My Response: It is to be fully expected that the gospels would reference actual people and places if Jesus is a historical figure. This argument seems to be primarily targeting a mythicist view of Jesus. Regardless, the claims of corroboration exclude any discussion of historical discrepancies, such as the inconsistency between Matthew’s dating of Jesus’ birth in the reign of Herod (before 4 BC) and Luke’s placement of Jesus’ birth during the census of Quirinius* (6 AD). The most lucid explanation is that one or both were mistaken. Instead of facing these, Blomberg suggests that we should consider situations like this to be insignificant because they are overwhelmed by the number of times where the gospel account corresponds with the historical record. This, however, is simply a tactic to divert attention away from the fact that the gospels look just like other texts from the period – texts which are written by humans and contain normal human mistakes.

* Strobel does deal with the census later, in Chapter 5.

Argument #11: The lack of antagonistic efforts to expose the falsehoods in the teachings of the early church serve as evidence that the claims of the early church were authentic. The Jewish recognition of Jesus as a sorcerer is evidence that he did in fact work miracles.

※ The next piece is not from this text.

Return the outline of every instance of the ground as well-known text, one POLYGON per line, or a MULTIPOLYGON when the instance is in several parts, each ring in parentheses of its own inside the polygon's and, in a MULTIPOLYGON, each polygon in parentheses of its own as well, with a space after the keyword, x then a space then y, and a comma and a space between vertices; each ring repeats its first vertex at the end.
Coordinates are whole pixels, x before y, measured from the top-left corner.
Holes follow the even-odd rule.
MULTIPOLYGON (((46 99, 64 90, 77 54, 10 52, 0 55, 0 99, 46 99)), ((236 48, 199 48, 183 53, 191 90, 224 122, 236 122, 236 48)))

My Response: My initial reaction is that it’s not clear why we should think that the early Christian movement rose to the level which would warrant public opposition (preserved for us) by those who were able to dispute its claims. The only account we have of the local church is in Acts, which very likely inflates the numbers. The most successful evangelist by far, Paul, focused his efforts outside of Israel. So, from the Jewish perspective, the threat had been squelched with the death of Jesus and nothing more was necessary. One could even turn this argument on its head and contend that the lack of opposition is the result of Jews knowing that they didn’t need to do anything because Jesus was dead. I do not wish to defend such a view, due to it’s highly speculative nature, but it doesn’t appear to be much weaker than the apologist’s claim that the opposition was silent because they knew that the Christians’ claims were true.

It is also quite a stretch to assert that the Jewish description of Jesus as a sorcerer somehow authenticates his miracles. First, the remarks in the Talmud come hundreds of years after Jesus, so they are not based on first hand knowledge but are rather a response to the Christianity known in that day. Second, the culture readily accepted the authenticity of sorcery and this was a perfectly acceptable, if not preferred, explanation for the claims that somebody performed miracles.

Closing Thoughts

For the most part, this section is arguing against a very particular brand of skepticism which asserts that the gospels are predominantly fairy tales and were intentionally constructed as such. The arguments presented may serve to combat such a view, but they do nothing to diminish a more moderate view in which the gospels are largely based on actual events that were cumulatively filtered over the years through the lens of a believing community with a predisposition for accepting both the theological and supernatural claims of others.

On the whole we are presented with a false dichotomy. The general inference of this section is that there are two options: either the gospels are reliable or they are a complete fabrication. By presenting a case that they are not a complete fabrication, the apologist claims victory and accepts that the gospels are wholly reliable. There is a blatant disregard for the myriad of possible views in the middle, views which I suspect offer the most probable reconciliation of the data.